PUBLIC HEALTH THEN AND NOW

Asbestos-Related Disease in South Africa: The Social Production of an Invisible Epidemic

Lundy Braun, PhD and Sophia Kisting, MD

Lundy Braun is with the Departments of Africana Studies and Pathology and Laboratory Medicine, Brown University, Providence, RI. Sophia Kisting is with the Occupational and Environmental Health Research Unit, School of Public Health and Family Medicine, University of Cape Town, South Africa.

Correspondence: Requests for reprints should be sent to Lundy Braun, PhD, Box G, Brown University, Providence, RI 02910 (e-mail: lundy_braun{at}brown.edu).
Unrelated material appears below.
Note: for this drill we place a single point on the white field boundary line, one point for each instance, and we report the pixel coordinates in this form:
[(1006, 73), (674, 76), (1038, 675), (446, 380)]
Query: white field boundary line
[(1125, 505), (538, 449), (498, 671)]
South Africa was the third largest exporter of asbestos in the world for more than a century. As a consequence of particularly exploitative social conditions, former workers and residents of mining regions suffered—and continue to suffer—from a serious yet still largely undocumented burden of asbestos-related disease. This epidemic has been invisible both internationally and inside South Africa.

We examined the work environment, labor policies, and occupational-health framework of the asbestos industry in South Africa during the 20th century. In a changing local context where the majority of workers were increasingly disenfranchised, unorganized, excluded from skilled work, and predominantly rural, mining operations of the asbestos industry not only exposed workers to high levels of asbestos but also contaminated the environment extensively.